Jim Tracy and Mike Scioscia win the Manager Of The Year awards for making playoff appearances with, respectively, a scrappy band of kids who no one expected to do anything, and a high-payroll group of veterans and free agents who were predicted to win their division going away. Huh.

Ronnie Brown is done for the year with a foot fracture, and this is bad. How bad? Ricky Williams is the undisputed number one back. And even worse, Chad Henne has to take the snap on every play.

•Speaking of criminally ineffective quarterbacks, Bruce Gradkowski and Ryan Fitzpatrick have taken over the starting jobs for the Raiders and Bills. Not to twist the knife, but 15 years ago a Raiders/Bills matchup would have featured Jeff Hostetler and Jim Kelly. But, like I said, not to twist the knife.

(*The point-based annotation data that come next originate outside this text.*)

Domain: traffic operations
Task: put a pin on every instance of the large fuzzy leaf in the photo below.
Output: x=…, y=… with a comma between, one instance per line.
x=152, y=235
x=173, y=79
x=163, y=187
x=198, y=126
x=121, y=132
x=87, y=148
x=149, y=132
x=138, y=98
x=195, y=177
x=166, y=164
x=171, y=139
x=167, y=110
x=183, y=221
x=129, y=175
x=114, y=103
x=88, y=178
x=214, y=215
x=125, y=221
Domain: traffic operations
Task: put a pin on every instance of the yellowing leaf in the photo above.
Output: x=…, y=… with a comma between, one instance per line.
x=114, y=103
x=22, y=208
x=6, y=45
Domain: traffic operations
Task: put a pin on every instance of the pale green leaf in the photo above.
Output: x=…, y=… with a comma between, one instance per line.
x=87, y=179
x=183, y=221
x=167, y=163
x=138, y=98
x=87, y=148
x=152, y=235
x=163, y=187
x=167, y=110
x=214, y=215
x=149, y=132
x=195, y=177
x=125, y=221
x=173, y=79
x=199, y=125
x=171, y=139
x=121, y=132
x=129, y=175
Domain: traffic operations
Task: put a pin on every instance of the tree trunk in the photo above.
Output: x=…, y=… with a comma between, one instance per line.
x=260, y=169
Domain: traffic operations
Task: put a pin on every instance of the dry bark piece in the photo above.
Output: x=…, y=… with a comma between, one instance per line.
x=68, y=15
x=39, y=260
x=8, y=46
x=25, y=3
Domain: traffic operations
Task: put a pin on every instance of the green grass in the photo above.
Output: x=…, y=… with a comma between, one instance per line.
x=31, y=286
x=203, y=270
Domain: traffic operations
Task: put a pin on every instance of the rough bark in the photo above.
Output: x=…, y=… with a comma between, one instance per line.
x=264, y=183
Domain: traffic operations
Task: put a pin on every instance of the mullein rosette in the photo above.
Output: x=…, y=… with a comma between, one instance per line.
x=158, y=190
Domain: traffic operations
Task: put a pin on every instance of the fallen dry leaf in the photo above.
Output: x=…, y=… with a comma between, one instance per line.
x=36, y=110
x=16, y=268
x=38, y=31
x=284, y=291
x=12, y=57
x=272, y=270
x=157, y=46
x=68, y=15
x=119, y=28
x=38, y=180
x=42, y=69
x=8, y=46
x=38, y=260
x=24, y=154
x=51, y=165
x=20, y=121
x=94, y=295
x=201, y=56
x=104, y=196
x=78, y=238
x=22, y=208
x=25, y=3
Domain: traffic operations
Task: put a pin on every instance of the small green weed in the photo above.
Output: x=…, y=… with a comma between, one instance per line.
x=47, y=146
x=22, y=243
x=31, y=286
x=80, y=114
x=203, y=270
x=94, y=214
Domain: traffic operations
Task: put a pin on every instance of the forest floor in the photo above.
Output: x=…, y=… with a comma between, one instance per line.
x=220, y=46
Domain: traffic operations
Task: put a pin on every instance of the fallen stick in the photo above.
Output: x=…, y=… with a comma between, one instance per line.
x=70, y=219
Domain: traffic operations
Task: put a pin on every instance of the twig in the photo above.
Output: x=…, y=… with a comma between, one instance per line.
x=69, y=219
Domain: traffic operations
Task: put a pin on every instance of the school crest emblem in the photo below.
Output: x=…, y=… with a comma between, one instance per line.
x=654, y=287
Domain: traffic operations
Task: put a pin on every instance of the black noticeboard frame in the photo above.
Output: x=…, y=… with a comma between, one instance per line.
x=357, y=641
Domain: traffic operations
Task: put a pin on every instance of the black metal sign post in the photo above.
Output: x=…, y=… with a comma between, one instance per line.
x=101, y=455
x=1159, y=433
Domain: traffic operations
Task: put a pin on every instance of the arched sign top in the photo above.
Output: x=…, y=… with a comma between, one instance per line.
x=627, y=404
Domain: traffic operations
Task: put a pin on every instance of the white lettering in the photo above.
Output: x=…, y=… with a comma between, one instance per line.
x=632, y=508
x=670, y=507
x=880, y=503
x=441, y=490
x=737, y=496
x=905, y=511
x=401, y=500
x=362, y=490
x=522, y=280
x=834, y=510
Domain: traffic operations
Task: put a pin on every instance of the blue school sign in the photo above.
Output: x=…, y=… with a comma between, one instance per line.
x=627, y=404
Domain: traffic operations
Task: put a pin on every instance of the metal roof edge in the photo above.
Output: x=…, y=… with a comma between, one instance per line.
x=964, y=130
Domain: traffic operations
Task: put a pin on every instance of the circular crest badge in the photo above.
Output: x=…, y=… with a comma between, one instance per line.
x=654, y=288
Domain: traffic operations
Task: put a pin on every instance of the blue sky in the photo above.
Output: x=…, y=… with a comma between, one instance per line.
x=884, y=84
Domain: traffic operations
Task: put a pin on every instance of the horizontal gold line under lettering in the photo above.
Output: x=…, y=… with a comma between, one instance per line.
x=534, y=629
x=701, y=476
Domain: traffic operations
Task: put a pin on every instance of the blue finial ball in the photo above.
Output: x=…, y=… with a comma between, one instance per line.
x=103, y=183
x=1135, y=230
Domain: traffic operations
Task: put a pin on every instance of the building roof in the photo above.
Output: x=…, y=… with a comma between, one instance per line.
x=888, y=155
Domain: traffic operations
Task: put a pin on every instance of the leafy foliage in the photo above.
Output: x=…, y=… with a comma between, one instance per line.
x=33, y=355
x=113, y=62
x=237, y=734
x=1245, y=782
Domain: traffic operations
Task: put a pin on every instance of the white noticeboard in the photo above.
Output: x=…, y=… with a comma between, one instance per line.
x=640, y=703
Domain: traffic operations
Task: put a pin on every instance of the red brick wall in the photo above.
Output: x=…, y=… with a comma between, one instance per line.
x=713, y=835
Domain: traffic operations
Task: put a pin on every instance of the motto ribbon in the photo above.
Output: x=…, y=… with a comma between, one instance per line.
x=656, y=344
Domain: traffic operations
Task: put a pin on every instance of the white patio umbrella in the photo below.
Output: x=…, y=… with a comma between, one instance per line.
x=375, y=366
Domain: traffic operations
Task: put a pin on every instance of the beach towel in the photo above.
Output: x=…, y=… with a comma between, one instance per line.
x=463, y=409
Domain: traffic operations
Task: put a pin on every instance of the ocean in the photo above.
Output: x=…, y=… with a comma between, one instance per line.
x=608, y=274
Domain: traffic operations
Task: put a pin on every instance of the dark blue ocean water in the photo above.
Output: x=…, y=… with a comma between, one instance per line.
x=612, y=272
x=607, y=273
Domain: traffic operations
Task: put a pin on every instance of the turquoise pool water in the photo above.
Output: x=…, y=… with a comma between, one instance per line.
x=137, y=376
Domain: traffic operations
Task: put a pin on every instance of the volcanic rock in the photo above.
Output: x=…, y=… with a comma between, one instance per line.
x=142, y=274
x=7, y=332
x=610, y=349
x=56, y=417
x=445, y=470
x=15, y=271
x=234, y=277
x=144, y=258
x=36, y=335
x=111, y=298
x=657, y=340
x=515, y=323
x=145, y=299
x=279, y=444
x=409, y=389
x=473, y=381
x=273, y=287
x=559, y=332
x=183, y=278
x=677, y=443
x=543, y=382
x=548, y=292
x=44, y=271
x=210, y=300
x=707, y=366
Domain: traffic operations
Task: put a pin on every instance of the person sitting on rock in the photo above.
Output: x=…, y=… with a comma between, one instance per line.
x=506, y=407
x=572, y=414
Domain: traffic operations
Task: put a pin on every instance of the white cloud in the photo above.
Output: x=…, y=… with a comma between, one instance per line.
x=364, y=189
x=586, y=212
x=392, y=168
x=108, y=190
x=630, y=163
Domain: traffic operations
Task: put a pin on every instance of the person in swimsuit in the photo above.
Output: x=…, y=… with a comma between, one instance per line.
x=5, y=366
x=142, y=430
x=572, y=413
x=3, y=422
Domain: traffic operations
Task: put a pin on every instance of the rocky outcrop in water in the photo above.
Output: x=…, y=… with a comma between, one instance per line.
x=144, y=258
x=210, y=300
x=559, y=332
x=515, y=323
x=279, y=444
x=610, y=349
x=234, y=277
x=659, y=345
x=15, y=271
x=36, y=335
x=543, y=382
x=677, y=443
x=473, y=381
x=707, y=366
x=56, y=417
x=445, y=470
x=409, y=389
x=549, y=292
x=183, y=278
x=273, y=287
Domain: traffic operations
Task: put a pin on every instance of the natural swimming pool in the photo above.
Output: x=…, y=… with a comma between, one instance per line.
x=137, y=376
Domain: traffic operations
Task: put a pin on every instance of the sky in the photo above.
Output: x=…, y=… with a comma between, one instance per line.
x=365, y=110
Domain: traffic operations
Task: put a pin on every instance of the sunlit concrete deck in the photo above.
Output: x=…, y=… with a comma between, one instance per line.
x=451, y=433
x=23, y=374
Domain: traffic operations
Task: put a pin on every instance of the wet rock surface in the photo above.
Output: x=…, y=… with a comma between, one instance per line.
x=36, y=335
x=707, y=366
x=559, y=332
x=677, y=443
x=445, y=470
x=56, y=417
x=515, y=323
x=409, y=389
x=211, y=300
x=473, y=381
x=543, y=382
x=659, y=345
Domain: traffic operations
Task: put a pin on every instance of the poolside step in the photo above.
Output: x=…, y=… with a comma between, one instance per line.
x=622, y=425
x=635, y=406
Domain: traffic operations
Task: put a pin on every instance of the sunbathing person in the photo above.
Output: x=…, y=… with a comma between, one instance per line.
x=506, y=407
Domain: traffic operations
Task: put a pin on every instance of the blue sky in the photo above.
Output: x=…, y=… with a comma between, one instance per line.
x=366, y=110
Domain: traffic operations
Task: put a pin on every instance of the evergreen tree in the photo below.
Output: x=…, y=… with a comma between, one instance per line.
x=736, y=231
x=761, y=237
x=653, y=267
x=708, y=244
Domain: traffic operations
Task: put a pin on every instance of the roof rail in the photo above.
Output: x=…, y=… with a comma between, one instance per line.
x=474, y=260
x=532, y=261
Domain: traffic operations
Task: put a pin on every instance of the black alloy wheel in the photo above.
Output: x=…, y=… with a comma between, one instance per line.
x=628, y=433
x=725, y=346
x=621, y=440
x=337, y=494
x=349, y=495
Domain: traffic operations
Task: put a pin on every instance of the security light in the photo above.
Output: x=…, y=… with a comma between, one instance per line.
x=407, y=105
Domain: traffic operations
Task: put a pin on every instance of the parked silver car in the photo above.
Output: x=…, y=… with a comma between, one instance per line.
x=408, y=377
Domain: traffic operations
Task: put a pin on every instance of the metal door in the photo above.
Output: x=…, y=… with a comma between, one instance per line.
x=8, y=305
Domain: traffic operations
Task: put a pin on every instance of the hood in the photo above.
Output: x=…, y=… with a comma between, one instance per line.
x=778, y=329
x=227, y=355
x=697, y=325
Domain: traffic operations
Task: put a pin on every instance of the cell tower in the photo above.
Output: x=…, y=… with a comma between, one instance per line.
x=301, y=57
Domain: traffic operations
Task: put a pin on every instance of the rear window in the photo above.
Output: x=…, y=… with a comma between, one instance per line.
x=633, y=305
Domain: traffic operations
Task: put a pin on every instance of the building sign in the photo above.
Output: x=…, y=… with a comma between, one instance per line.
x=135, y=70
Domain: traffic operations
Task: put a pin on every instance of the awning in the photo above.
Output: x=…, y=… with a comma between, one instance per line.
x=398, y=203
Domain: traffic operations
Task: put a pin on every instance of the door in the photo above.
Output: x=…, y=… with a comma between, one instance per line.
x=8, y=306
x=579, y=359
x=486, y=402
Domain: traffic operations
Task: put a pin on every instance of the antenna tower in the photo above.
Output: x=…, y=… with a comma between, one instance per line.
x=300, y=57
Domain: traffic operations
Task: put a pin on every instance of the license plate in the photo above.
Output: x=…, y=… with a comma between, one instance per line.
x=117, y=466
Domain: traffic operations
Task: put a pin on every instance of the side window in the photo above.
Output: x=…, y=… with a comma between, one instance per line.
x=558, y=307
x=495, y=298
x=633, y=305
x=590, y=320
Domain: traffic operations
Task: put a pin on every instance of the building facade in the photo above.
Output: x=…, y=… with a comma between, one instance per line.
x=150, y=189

•As of this moment, the Yankees have won as many games in November than the Giants, Jets, Knicks and Nets combined. That won't be the case next year, though. Not because any of those teams will be better, but because Bud Selig says he'll shorten the playoff schedule.

•••••

We're just a few hours away from the announcement of one of the Cardinals winning the Cy Young award, Leitch Twittering about how happy he is for them, and Craggs writing a column on why Lincecum should have won. Like the changing of the seasons, those guys.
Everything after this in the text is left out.